Note 3414195 includes support package patches for SAP BusinessObjects Business Intelligence (BOBJ) version 4.3 SP02 – 05 to address a high-priority path traversal vulnerability in the Central Management Console. The vulnerability arises from a version of Apache Struts included in BOBJ which is vulnerable to CVE-2023-50164.

Note 3410615 corrects a Denial-of-Service vulnerability impacting SAP HANA XS. The DoS can be triggered by a high volume of HTTP/2 requests. The HTTP/1 protocol is not affected. A workaround can be applied by setting the Web Dispatcher parameter icm/HTTP/support_http2 to false to disable support for the HTTP/2 protocol.

Note 3346500 was updated with revised solution information for a high-risk authentication vulnerability in SAP Commerce Cloud.

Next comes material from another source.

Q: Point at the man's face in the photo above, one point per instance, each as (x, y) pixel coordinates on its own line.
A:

The solution changes the default value of the property user.password.acceptEmpty to false to prevent the use of empty passphrases for user authentication.

Hot news note 3420923 patches a critical code injection vulnerability in the Web Survey component of Application Basis. Prerequisite note 1110803 is required to apply the correction for versions 700-710 and note 1354949 is required for version 711. As a workaround, remote calls to function modules of CA-SUR can be restricted using authorization object S_RFC.

Note 3417627 addresses a high-risk cross-site scripting vulnerability in the User Admin Application of SAP NetWeaver Application Server Java (AS Java). The vulnerability is a side effect of improper encoding and validation introduced with note 3251396.

Note 3426111 secures an XML parser in the Guided Procedures component of AS Java to patch an XML External Entity (XXE) injection vulnerability. The vulnerability can be exploited by threat actors to read sensitive files. The note includes details of a workaround that requires disabling the vulnerable caf-eu-gp-model-iforms-eap application.

Notes 3424610 and 3410875 deal with broken authentication and cross-site scripting vulnerabilities in the SAP Cloud Connector and SAP CRM, respectively.